Die schnelle Erweiterung der Datenbank und die Möglichkeit von 2.700 CBP-Beamten, ohne Haftbefehl darauf zuzugreifen – zwei Details, die zuvor über die Datenbank nicht bekannt waren – haben im Kongress Alarm geschlagen, weil die Regierung die Informationen verwendet hat, von denen viele erfasst wurden von Personen, die keiner Straftat verdächtigt werden. CBP-Beamte teilten Kongressmitarbeitern mit, dass die Daten 15 Jahre lang aufbewahrt werden.

Details der Datenbank wurden am Donnerstag in einem Brief an CBP-Kommissar Chris Magnus von Sen enthüllt. Ron Wyden (D-Ore.), der die Agentur dafür kritisierte, dass sie „das wahllose Durchsuchen der privaten Aufzeichnungen der Amerikaner zulässt“ und einen stärkeren Schutz der Privatsphäre forderte.

Die Enthüllungen fügen neue Details zu dem hinzu, was über die zunehmende Art und Weise bekannt ist, wie Bundesermittler Technologien einsetzen, die viele Amerikaner möglicherweise nicht verstehen oder denen sie nicht zustimmen.
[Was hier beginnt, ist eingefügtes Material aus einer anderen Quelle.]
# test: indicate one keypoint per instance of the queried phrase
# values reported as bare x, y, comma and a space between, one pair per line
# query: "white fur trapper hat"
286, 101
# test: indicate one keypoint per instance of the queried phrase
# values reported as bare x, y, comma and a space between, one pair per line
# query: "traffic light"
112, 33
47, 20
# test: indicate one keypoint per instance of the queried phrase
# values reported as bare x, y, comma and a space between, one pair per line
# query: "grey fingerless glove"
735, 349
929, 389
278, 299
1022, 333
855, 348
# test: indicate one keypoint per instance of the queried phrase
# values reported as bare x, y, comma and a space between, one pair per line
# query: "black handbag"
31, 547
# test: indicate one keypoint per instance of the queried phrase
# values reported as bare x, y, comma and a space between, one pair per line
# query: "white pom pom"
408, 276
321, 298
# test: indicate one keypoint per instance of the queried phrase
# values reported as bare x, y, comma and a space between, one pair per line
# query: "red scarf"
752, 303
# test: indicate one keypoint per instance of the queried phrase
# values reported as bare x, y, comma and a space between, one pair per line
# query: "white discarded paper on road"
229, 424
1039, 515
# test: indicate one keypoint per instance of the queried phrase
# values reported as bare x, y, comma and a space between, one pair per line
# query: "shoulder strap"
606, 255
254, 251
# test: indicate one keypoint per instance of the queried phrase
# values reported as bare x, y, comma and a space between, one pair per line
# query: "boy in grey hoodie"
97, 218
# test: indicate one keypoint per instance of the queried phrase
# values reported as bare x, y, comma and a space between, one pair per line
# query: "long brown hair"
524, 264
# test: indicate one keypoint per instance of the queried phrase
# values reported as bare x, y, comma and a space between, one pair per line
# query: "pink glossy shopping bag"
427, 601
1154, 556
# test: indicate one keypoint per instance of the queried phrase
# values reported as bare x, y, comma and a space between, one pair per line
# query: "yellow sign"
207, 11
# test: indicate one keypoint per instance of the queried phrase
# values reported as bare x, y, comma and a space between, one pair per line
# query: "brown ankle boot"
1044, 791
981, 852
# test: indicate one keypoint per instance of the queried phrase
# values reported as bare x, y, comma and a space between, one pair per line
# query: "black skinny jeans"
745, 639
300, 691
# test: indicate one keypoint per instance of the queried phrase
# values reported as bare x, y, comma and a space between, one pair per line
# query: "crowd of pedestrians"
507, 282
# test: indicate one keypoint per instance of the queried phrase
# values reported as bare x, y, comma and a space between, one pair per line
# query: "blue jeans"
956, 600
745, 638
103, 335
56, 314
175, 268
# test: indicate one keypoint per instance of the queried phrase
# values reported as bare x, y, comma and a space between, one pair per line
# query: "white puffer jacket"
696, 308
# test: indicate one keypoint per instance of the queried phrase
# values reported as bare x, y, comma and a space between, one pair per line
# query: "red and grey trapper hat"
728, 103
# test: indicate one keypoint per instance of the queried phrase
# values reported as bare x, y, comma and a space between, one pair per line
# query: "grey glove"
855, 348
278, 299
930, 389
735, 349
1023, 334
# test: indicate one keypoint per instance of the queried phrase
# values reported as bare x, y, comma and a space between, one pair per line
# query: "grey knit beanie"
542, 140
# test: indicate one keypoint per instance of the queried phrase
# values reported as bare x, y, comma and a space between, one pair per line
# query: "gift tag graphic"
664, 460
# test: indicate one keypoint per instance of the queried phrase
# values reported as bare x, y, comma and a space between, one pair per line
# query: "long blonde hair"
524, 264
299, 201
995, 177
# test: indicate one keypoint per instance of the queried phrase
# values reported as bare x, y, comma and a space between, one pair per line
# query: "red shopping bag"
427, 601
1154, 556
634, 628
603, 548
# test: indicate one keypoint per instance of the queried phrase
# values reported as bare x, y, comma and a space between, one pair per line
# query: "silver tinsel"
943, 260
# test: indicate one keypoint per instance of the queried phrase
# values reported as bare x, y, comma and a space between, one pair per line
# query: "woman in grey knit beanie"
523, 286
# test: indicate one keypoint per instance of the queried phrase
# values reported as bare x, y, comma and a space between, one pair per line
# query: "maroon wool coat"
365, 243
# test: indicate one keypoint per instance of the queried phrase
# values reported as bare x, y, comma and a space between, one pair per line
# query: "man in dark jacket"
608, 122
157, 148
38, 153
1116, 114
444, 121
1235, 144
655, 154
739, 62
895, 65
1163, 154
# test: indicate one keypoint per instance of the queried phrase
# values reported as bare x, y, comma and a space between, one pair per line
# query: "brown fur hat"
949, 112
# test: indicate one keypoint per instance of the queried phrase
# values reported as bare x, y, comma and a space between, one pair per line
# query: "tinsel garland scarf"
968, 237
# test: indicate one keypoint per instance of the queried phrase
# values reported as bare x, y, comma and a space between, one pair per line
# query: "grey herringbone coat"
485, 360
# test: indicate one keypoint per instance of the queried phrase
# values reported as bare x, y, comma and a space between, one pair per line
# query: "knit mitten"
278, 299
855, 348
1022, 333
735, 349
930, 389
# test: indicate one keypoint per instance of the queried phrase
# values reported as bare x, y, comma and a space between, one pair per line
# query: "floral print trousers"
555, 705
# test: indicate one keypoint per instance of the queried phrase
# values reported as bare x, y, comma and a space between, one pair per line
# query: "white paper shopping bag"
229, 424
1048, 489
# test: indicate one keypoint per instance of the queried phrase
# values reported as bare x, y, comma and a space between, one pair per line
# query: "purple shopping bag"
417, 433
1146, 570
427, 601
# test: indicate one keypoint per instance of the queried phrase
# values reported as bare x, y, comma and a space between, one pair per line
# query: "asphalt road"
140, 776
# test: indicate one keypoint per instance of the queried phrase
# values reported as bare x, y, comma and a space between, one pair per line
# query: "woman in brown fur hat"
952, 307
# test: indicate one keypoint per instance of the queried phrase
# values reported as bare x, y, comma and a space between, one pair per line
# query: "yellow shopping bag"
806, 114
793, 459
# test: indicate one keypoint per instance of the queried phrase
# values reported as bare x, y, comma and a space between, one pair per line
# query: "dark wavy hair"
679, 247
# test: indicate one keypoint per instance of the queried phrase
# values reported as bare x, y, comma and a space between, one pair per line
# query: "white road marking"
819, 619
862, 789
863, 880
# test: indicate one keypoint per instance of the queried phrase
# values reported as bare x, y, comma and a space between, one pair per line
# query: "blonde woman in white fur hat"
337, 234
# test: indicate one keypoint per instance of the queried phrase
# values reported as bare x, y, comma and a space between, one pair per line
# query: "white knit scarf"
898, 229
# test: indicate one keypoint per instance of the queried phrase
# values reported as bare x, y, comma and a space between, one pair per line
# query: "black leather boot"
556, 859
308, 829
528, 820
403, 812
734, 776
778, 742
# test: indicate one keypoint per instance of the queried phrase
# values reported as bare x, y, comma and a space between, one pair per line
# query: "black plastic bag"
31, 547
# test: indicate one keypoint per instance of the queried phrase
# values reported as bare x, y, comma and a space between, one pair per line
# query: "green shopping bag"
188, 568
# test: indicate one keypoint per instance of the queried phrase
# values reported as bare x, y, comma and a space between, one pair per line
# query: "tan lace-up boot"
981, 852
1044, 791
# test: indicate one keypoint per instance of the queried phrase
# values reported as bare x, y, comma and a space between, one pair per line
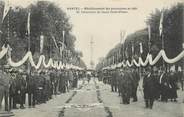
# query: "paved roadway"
96, 100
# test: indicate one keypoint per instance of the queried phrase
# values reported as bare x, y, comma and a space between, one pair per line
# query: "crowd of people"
158, 84
40, 86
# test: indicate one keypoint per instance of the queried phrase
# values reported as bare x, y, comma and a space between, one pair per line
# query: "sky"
105, 28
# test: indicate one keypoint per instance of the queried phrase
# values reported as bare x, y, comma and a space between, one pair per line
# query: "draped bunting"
149, 60
58, 64
41, 61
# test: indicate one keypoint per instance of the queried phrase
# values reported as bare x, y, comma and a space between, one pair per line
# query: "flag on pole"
132, 49
6, 9
141, 49
41, 43
161, 23
28, 23
149, 32
126, 52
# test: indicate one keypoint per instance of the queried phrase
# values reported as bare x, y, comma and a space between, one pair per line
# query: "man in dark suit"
149, 85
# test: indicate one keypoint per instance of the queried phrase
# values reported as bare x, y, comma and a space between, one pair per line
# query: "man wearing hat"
4, 86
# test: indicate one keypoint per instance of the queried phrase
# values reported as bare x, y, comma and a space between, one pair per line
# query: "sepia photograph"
91, 58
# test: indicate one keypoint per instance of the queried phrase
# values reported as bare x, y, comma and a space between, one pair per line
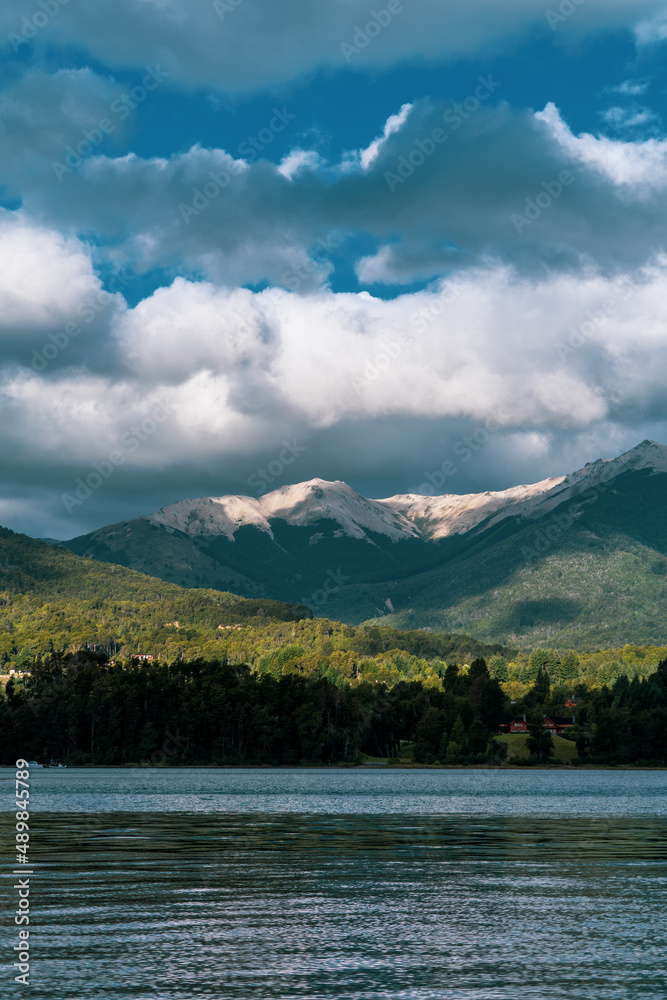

Agenten des FBI und der Einwanderungs- und Zollbehörde, einer weiteren Behörde des Heimatschutzministeriums, haben Gesichtserkennungssuchen auf Millionen von Führerscheinfotos von Amerikanern durchgeführt. Sie haben private Datenbanken mit Finanz- und Versorgungsunterlagen von Menschen angezapft, um zu erfahren, wo sie leben. Und sie haben Standortdaten aus Datenbanken von Nummernschildlesern gesammelt, die verwendet werden können, um zu verfolgen, wo Menschen fahren.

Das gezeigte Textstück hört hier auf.